Een voorbeeld. De vrije grenzen binnen de Europese Unie en de
toekomstige nieuwe leden uit Oost Europa. Laatstgenoemden beschikken
over een overschot aan artsen die gaarne ons artsentekort willen
helpen oplossen. Vroeger kwamen, zonder een adequate toets vooraf,
zelfs tijdens vakantieperiodes anesthesisten uit bijvoorbeeld het
toenmalige Joegoslavië naar Nederland om te werken. Echter, vanwege de
kwaliteit van de beroepsuitoefening en de gezondheidszorg zijn
afspraken over erkenning en toelating over en weer noodzakelijk. Juist
op dit gebied zijn de laatste jaren veel regels op Europees niveau tot
stand gekomen. Het zou goed zijn als we hiermee verder gaan. Ik wil in
dit verband ook graag het vorige maand door Minister Borst geopende
Verwijspunt Buitenslands Gediplomeerden Volksgezondheid noemen en de
Commissie Buitenslands Gediplomeerden Volksgezondheid die de aanvragen
van over de hele wereld toetst. Buitenlandse artsen krijgen meteen te
maken met alle Nederlandse overheidsregels die betrekking hebben op
het beroep van arts en de uitoefening daarvan.

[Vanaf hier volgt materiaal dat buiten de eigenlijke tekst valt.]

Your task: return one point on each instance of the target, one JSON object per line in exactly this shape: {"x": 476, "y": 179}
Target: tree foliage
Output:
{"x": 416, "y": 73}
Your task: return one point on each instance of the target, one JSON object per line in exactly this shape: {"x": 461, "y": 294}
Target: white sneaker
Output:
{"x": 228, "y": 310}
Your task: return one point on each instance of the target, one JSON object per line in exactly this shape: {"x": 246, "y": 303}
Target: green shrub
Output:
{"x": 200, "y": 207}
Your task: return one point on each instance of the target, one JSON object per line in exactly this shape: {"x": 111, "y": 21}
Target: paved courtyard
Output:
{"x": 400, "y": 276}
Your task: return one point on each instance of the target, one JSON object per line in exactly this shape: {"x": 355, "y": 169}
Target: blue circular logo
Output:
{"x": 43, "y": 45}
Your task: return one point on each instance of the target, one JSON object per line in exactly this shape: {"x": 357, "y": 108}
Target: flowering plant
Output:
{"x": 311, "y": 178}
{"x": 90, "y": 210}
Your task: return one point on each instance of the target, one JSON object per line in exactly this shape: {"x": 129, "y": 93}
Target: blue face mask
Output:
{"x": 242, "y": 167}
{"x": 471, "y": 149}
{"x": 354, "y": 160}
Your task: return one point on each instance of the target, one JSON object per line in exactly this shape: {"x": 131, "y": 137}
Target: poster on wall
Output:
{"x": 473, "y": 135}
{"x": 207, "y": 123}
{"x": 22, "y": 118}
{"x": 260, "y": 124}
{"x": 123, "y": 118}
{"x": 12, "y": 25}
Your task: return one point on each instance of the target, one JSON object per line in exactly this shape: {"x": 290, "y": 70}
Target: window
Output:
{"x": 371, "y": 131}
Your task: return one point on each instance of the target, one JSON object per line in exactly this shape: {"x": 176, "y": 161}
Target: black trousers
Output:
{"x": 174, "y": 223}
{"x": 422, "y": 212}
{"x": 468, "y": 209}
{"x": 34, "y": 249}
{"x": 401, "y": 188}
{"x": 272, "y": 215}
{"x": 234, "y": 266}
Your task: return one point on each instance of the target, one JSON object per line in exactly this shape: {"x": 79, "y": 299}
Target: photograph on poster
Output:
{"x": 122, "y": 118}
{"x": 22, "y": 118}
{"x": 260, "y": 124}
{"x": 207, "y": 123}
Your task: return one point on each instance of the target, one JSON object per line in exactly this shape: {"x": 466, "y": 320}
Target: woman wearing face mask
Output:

Als artsenorganisaties ontmoeten wij elkaar in Europees en in
wereldverband. Gezamenlijk van gedachten wisselen over een andere
ordening van zorg en ook het gezamenlijk optrekken op preventief
gebied. Dit heeft zijn vruchten afgeworpen. Ik denk hierbij met name
aan het opstellen van de verklaring tegen roken die door vele
nationale artsenorganisaties is overgenomen.
Ik beschouw het als een voorrecht de gedachten van de KNMG op velerlei
gebied te kunnen uitdragen in deze vergadermarathons. Vermoeiend is
het, maar leerzaam, mede door de vele plezierige collegiale contacten.
En hoewel grote wapenfeiten op deze conferenties niet altijd worden
verwacht, biedt het wel gelegenheid tot kennisuitwisseling. Maar er
blijft ook iets onafs. Wat gebeurt er na de conferenties? De
bijeenkomsten stimuleren woord om te zetten in daad. Je vertrekt met
een gevoel van dadendrang. Dadendrang tot het maken van gezamenlijk
beleid. Maar thuis wordt je weer met de dagelijkse realiteit
geconfronteerd en die heeft ook zijn prioriteiten.
Dat Europese samenwerking belangrijk is blijkt eens te meer uit de
recente uitspraak van de Maastrichtse rechtbank dat verzekerden vrij
in het buitenland zorg kunnen inkopen. U heeft het wellicht in de
krant gelezen. Dit kan forse consequenties hebben voor de Nederlandse
gezondheidszorg vooral in de grensgebieden. En dan denk ik niet alleen
aan de consequenties op het gebied van verzekering en de oneerlijke
concurrentie die kan ontstaan, maar ik denk meer aan een belangrijk
zorginhoudelijk aspect: ketenzorg. Dit vergt goede afspraken en goede
communicatie met name als het gaat om nazorg. Een patiënt die straks
in het buitenland zorg heeft ingekocht wordt in Nederland mogelijk
verder doorbehandeld. Dit vergt veel van de communicatie tussen de
zorgverleners, denk hierbij aan de taal, de afstand en de wettelijke
mogelijkheden en verschillen. Zullen we straks net zo vanzelfsprekend
met Europese collega's de overdracht van patiëntgegevens regelen? Dat
is nu vaak al moeilijk genoeg.
Ik heb het al gezegd: het illustreert dat afspraken in Europees
verband noodzakelijk zijn. Er wordt aan gewerkt. Veel werk is al
verricht. Maar er moet ook nog veel gebeuren.